I knew becoming the father of twin boys would impact the amount of time I had to play video games. I didn’t realise it would also affect the way I perceive them. As I played through the early hours of Namco Bandai’s Tales of Graces F I came to a startling realization: I’m not merely ‘me with kids’; I’m a father now.
I’ve always considered myself somewhat of a stubborn, rebellious child, seeking out my own particular brand of adventure to the dismay of parents and peers that have perfected the art of not getting into trouble. I’m impulsive to a fault, mainly because over the years I’ve realised that if I spend too much time worrying about consequences I’d get stuck in swirling eddy of doubt. So I charge in and worry about the consequences later.
And yes, I cling to my childhood ferociously. I collect toys (and I take them out of the box). I have a large library of animated films that I tell myself are for the children, who at this point are more concerned with the tasty DVD cases than their content. I eat multicolored breakfast cereal while feeding them plain whitish-grey baby porridge for breakfast.
Asbel Lhant, the main character of Tales of Graces F, begins the game as the sort of character I should be able to relate with. Destined to become the Baron of Lhant, the master of the outer edges of the Windor Kingdom, Asbel would much rather explore the land than rule over it.
Incredibly minor spoilers head.
Asbel (my wife pronounces it ass-bell) spends the beginning of the game getting into trouble with his father, Baron Aston Lhant. From the moment you gain control over Asbel he’s actively going against his father’s wishes. He travels to a dangerous area alone. Confined to his quarters he sneaks and gets caught up in a life-or-death battle. His father witnesses the fight and grounds him, forbidding him to travel to the capital city of Windor with the rest of the family.
Of course he goes anyway.
This childish rebellion is something I would have cheered a year ago. I would have been right there with Asbel. I might have shouted “Nuts to you, old man!” in response to Aston’s many attempts to discipline his unruly child.
I never thought I would change so quickly.
Instead of sticking my tongue out at the screen, I feel anxious as Asbel defies his father left and right. I’m no longer thinking about what the character I am playing feels. I’m wondering what Lord Aston is going through back at home. Perhaps he’s opening the door to his child’s room and finding it empty, his heart instantly gripped with the desperate fear that so often manifests as anger in the eyes of youth.
“Asbel,” I want to say, “He’s only looking after your best interests.
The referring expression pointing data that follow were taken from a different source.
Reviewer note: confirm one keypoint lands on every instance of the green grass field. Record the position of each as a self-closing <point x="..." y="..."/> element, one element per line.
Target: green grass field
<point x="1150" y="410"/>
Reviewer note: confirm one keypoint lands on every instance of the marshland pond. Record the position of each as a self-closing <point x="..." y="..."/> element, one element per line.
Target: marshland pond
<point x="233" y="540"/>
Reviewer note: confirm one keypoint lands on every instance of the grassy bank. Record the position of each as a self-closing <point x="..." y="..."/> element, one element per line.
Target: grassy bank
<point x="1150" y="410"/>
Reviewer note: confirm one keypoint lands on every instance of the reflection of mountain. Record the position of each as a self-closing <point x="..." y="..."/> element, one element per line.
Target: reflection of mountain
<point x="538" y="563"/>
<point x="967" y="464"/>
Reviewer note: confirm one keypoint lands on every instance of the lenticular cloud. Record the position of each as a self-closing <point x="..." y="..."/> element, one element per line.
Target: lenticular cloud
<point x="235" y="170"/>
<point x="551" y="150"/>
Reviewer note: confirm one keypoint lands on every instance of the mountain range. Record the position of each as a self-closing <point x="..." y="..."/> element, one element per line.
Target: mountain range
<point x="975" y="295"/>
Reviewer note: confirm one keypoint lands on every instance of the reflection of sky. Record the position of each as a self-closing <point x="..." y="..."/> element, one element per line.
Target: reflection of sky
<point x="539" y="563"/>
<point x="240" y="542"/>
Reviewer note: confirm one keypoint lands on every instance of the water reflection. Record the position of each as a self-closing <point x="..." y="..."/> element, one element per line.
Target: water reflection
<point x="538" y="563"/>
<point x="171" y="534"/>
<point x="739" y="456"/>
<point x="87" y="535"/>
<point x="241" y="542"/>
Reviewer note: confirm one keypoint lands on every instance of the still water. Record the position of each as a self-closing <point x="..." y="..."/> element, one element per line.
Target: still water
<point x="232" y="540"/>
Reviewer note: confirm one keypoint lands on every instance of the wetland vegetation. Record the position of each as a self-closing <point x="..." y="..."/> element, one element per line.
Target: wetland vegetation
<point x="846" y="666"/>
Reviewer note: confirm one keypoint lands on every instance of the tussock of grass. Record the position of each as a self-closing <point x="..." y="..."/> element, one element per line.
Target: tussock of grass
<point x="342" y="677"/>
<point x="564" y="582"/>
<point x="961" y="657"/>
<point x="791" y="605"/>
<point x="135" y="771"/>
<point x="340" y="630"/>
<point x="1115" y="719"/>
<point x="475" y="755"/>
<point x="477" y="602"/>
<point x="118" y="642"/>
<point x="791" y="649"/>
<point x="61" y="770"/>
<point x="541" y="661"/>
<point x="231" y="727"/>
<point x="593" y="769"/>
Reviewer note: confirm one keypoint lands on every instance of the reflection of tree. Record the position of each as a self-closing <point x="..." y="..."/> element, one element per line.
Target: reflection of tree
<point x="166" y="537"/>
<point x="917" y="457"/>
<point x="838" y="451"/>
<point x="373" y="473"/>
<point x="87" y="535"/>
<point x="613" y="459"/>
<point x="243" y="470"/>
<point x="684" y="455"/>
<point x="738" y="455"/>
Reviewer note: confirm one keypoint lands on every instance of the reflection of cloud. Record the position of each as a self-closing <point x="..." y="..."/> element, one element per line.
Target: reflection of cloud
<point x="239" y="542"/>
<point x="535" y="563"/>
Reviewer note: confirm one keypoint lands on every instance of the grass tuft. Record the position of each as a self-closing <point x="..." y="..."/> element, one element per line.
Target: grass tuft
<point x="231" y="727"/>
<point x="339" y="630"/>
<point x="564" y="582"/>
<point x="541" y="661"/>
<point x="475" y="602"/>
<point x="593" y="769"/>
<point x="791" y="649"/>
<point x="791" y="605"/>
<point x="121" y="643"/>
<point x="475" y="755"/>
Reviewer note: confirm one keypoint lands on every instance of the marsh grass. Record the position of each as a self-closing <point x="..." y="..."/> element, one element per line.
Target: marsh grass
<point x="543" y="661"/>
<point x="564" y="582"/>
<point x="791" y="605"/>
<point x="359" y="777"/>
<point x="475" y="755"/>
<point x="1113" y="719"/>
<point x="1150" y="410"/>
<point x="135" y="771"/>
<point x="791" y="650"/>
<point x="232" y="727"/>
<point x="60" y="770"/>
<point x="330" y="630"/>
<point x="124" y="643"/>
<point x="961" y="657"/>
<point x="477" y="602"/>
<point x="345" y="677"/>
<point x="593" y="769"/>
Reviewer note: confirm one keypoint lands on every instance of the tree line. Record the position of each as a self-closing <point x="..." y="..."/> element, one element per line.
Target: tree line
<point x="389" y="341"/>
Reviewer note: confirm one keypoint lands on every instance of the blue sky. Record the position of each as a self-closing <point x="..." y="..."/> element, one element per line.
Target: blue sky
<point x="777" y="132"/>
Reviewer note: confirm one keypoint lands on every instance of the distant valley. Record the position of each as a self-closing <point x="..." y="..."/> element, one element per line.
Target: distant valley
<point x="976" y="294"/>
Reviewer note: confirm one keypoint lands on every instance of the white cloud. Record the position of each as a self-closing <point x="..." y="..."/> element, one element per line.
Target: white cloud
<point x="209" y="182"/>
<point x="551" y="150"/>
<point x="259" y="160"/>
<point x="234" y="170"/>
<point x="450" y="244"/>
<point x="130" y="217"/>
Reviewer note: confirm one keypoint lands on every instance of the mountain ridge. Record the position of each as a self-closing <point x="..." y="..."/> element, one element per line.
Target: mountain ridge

He doesn’t want to see you get hurt. It’s his job. He cares about you.”
It was during these moments that I finally understood how my own parents felt. When they’d open the door to my bedroom at 3AM and find nothing but an open window, curtains dancing mockingly in the breeze. When they’d sit up and wait for me to come home hours after curfew. When, in my thoughtless defiance, I screamed horrible things at the people whose only concern was making sure I had no concerns of my own.
This shift in my perception isn’t a bad thing. It’s made me appreciate Tales of Graces F in an entirely new way.
Asbel eventually grows up, as evidenced by the fact that the game’s cover doesn’t portray him as an impetuous young brat. The older me might have been disappointed by that wild youth’s transformation into a responsible adult.
Now I can’t help but feel a little proud.